US-Ghana deportation agreement is being contested in court due of constitutional and human rights issues
A Ghanaian rights organization has filed a lawsuit to stop a US deportation agreement, claiming possible migrant persecution and constitutional violations.
Under a deal between the two nations, a group of 14 West Africans were deported to Ghana as the most recent group, according to a lawyer whose organization has filed a lawsuit to stop the deal.
According to migrant advocate Oliver Barker-Vormawor, the most recent group of 14 West Africans came on Monday, increasing the total number of deportees the Ghanaian government has accepted to 42.
His group, Democracy Hub, sued Ghana’s government on Tuesday, claiming that the deal with Washington violates the constitution since it was not ratified by parliament and would go against international agreements that prohibit shipping people to nations where they might be persecuted.
Felix Kwakye Ofosu, a spokesman for the government, stated that the attorney general will defend the arrangement in court but would not elaborate.
Targeting those with criminal histories, especially those who would be difficult to deport back to their native countries, the administration of former US President Donald Trump launched a crackdown on illegal immigrants.
Since July, the Trump administration has entered into highly confidential arrangements with at least five African countries to accept migrants under a new third-country deportation program, sending dozens of deportees to Africa.

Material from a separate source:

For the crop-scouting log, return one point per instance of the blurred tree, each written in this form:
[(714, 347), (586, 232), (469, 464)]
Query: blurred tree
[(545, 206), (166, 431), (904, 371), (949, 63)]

According to rights groups, the program is opaque, sends deportees to nations with which they have no connection, and is likely to deny them due process. Critics also assert that even when their home countries were eager to take them in, migrants have occasionally been sent to other countries.
The United States deported 14 West African immigrants to Ghana last month. All of the deportees, according to authorities, were subsequently returned to their native countries in Togo, Nigeria, and Mali, among other West African nations.
But in September, their attorneys told the Associated Press that 11 of them were still being detained “in what they described as terrible conditions” at a military camp outside of Accra. Even though just two of those migrants are Togolese, Barker-Vormawor said that ten of them had since been deported to Togo.
In July, the United States deported a first set of five people to Eswatini, claiming that they had been found guilty of heinous crimes like rape of children and murder.
Other migrants have since been deported by Washington to South Sudan, Rwanda, and Ghana. It also has an arrangement with Uganda, though no deportations have been publicized there.
Rwanda has not revealed where it is keeping seven deportees, while South Sudan is still detaining six in an undisclosed location.